5

To clarify, I want to know how to use a regex to match:

ab
aabb
aaabbb 
...

I just found out that this works in Perl:

if ($exp =~ /^(a(?1)?b)$/)

To understand this, look at the string as though it grows from the outside-in, not left-right:

ab
a(ab)b
aa(ab)bb

(?1) is a reference to the outer set of parentheses. We need the ? afterwards for the last case (going from outside in), nothing is left and ? means 0 or 1 of the preceding expression (so it essentially acts as our base case).

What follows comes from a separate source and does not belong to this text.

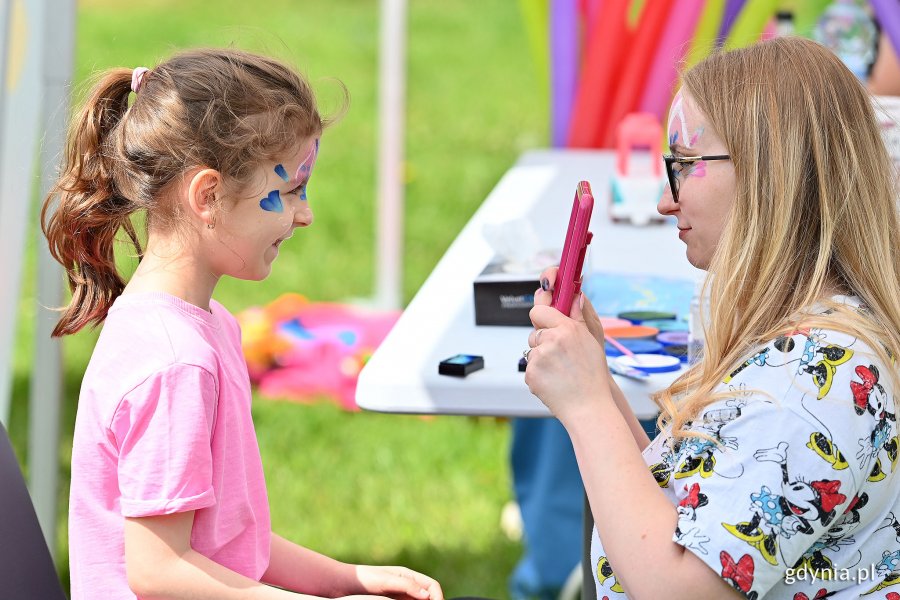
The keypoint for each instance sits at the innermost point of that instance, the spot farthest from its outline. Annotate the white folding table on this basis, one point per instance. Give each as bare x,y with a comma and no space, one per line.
402,375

My questions is: What is the equivalent of (?1) in Java?

Steve P.
  • 14,489
  • 8
  • 42
  • 72
  • Why not just check whether the length of the string is even and, if so, whether each half of the string consists of a single repeated character? –  Jun 11 '13 at 20:58

4 Answers4

5

In general, regular expressions are limited to regular languages, which means that since they are equivalent to languages acceptable by DFAs (discrete finite automata), they can't count, as generalized counting requires an infinite number of states to represent the infinite number of possible counted values.

Since discrete != infinte, you can't really count, but you can do some limited types of matching like in your (a (something) b) example.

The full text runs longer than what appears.